Sur les six capteurs du lanceur Proton installés en novembre 2011, trois ont été montés à l’envers. Le fait est surprenant car les procédures prévoient trois vérifications : par la personne qui a installé le capteur, son chef d’équipe et enfin le responsable de la qualité. Chacune doit signer une validation. Si ces vérifications ont bien été faites, on peut s'étonner que personne n’ait remarqué la mauvaise installation d'un capteur sur deux.
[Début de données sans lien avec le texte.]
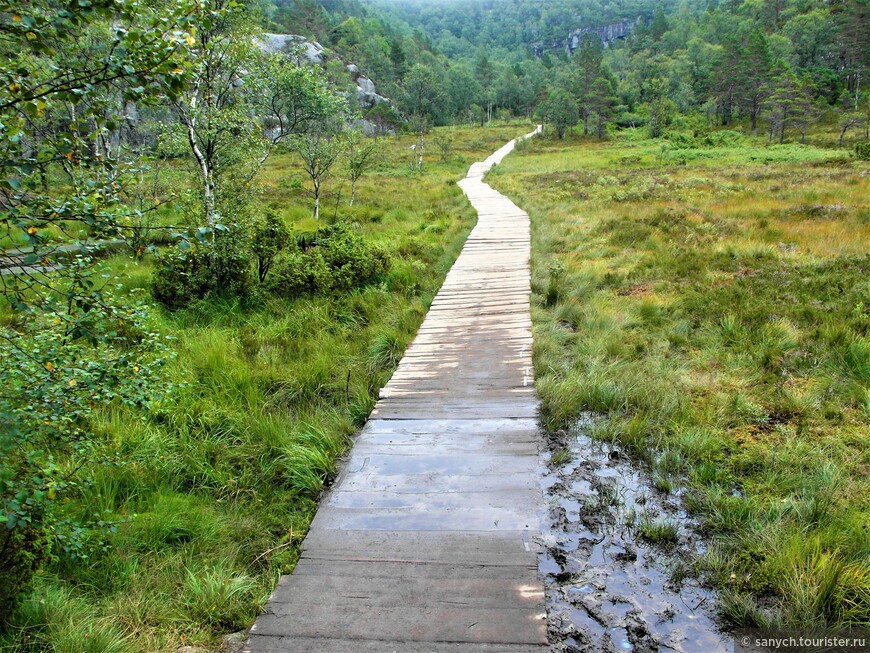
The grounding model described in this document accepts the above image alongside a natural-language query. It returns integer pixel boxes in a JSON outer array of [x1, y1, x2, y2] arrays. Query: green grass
[[0, 119, 528, 653], [488, 125, 870, 627]]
Une vérification des lanceurs construits depuis cette date et qui n’ont pas été lancés (il en reste quatre) est en cours. À l’avenir, les procédures de qualité seront renforcées et toutes les étapes de la production des lanceurs seront filmées, ce qui n’est le cas aujourd’hui que pour quelques-unes d'entre elles.
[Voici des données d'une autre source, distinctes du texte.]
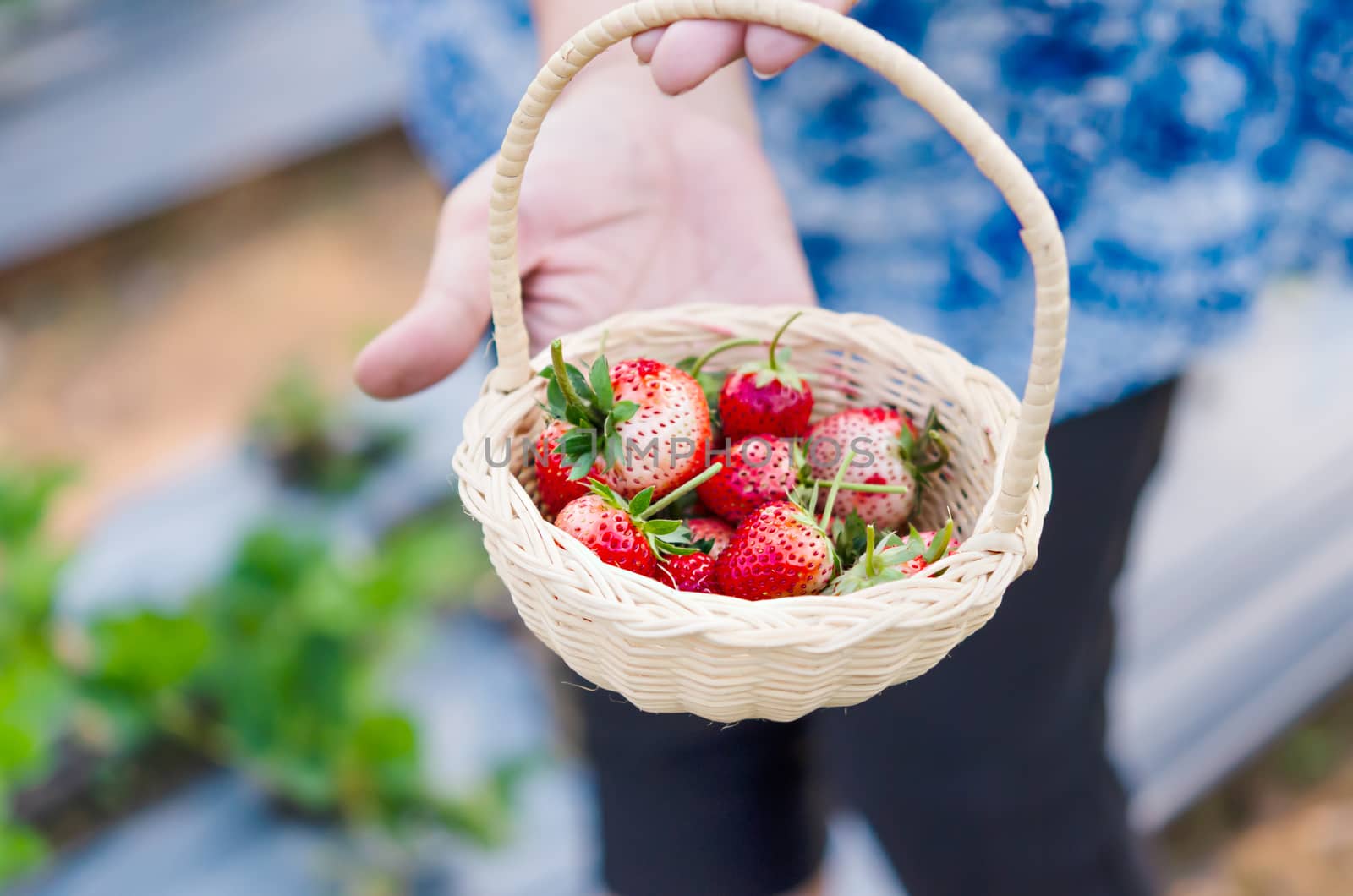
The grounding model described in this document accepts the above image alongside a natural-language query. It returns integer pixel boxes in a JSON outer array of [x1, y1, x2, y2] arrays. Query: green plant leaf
[[0, 817, 52, 885], [587, 358, 616, 412]]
Vue d'une toute petite partie du cosmodrome de Baïkonour, depuis les installations de Starsem. Le crash d’un lanceur Proton le 2 juillet dernier n’a pas endommagé les infrastructures du cosmodrome.
Vue d'une toute petite partie du cosmodrome de Baïkonour, depuis les installations de Starsem. Le crash d’un lanceur Proton le 2 juillet dernier n’a pas endommagé les infrastructures. © S. Corvaja, Esa

Restructuration du secteur spatial russe

S’il s’agit bien de la cause de l’échec du Proton et non d’un problème plus profond (comme un défaut de structure ou de conception), les lancements de Proton pourraient reprendre dès le mois de septembre. Depuis l’entrée en service de ce lanceur, en 1965, 388 lancements de Proton ont été réalisés, toutes versions confondues, pour un total de 23 échecs.

Débutées dans les années 2000, la restructuration du secteur spatial russe et la modernisation de son industrie ne se font pas sans heurts. Entre décembre 2010 et juillet 2013, neuf lancements se sont soldés par un échec total ou partiel. Pour expliquer cette série en cours, certains évoquent cette restructuration, qui s’est traduite par une baisse du nombre d’industries et la réduction des surcapacités du secteur. Cette remise en cause du modèle russe ne s’est pas faite sans mal. Le remplacement d’une main-d’œuvre vieillissante rompue aux systèmes qui datent des années 1960 par de jeunes ingénieurs et techniciens aux salaires guère attrayants a vraisemblablement une part de responsabilité dans les problèmes de fiabilité et de qualité rencontrés ces dernières années. Ils ont provoqué quelques échecs, dont certains significatifs, comme la perte de la sonde Phobos-Grunt.